Stillen has a kit, www.stillen.com


----------



## Ratwayne (Oct 16, 2002)

Slurppie said:


> *Stillen has a kit, www.stillen.com *


Bryan they are showing the Stillen Grill for 185usd. Is that a good price? I know Scott bough one but don`t know what he paid, I think around $200?


----------



## Ruben (Oct 15, 2002)

For $200 you can get the Active Tuning Grill, pre-painted.


----------



## Slurppie (Oct 15, 2002)

Ratwayne said:


> *Bryan they are showing the Stillen Grill for 185usd. Is that a good price? I know Scott bough one but don`t know what he paid, I think around $200? *


Not a bad deal but SWA has it for $179.99. But then you have to get it painted. I personally have an Active Tuning grill on order which comes pre painted like Ruben mentioned.


----------



## DaddySkier (Oct 16, 2002)

Active Tuning also has plans for an Altima body kit, once all grills and mirror turn-signal covers are done.


----------



## Ratwayne (Oct 16, 2002)

Slurppie said:


> *Not a bad deal but SWA has it for $179.99. But then you have to get it painted.

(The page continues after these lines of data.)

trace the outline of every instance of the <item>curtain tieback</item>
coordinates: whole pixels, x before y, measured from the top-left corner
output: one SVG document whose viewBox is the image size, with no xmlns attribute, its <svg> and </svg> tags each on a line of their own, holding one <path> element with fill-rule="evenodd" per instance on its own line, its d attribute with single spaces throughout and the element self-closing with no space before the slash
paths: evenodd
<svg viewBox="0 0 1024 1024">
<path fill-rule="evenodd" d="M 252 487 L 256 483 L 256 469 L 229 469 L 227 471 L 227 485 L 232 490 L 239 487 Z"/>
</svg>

I personally have an Active Tuning grill on order which comes pre painted like Ruben mentioned. *


Yeh I understand the chrome Luxury grill is being developed. I like the painted with chrome mesh also. I looked for Ruben`s but he hasn`t updated his pics yet. LOL


----------



## ALTYHOLIC (Oct 19, 2002)

Slurppie said:


> *Not a bad deal but SWA has it for $179.99. But then you have to get it painted. I personally have an Active Tuning grill on order which comes pre painted like Ruben mentioned. *


...just bought one myself!!!
Oval mesh (aluminum - blah!) Wanted body
color but would take to long to paint. I like 
instant gratification... 

Anybody wanna buy a slightly used Trenz
Billet Aluminum Grill...cheap!?


----------



## scottlny (Oct 15, 2002)

Ratwayne said:


> *Bryan they are showing the Stillen Grill for 185usd. Is that a good price? I know Scott bough one but don`t know what he paid, I think around $200? *


I paid 179 plus shipping. I had it overnighted, so it came to 200. I had it painted for another $65. It looks awesome, much better then stock. It was the best option out there for me.


----------



## ALTYHOLIC (Oct 19, 2002)

Nice pics, Scott!


----------



## Hal Just Hal (Oct 21, 2002)

No pics yet but here is a Octane bumper
http://www.mbautosport.com/product_category_bodykits.asp?mdlid=46&yr=2002


----------



## jerseymike68 (Sep 15, 2009)

I have the Magnaflow too and love it, my brother got his used from craigslist but I wanted a valid warranty so I got it here. Magnaflow Exhaust 10761, or you can try one of the sponsors here on the forum, they are allways having sales/specials. Either way its a great exhaust system, sounds great, and very easy to install.


----------



## Ratwayne (Oct 16, 2002)

It`s been almost 7 years since I was on THIS thread. Wow, Couple different Altys since then. Presently, my ride is an 07 SE Precision Gray. Magna Flow will probably be my choice if I keep this ride for awhile.


----------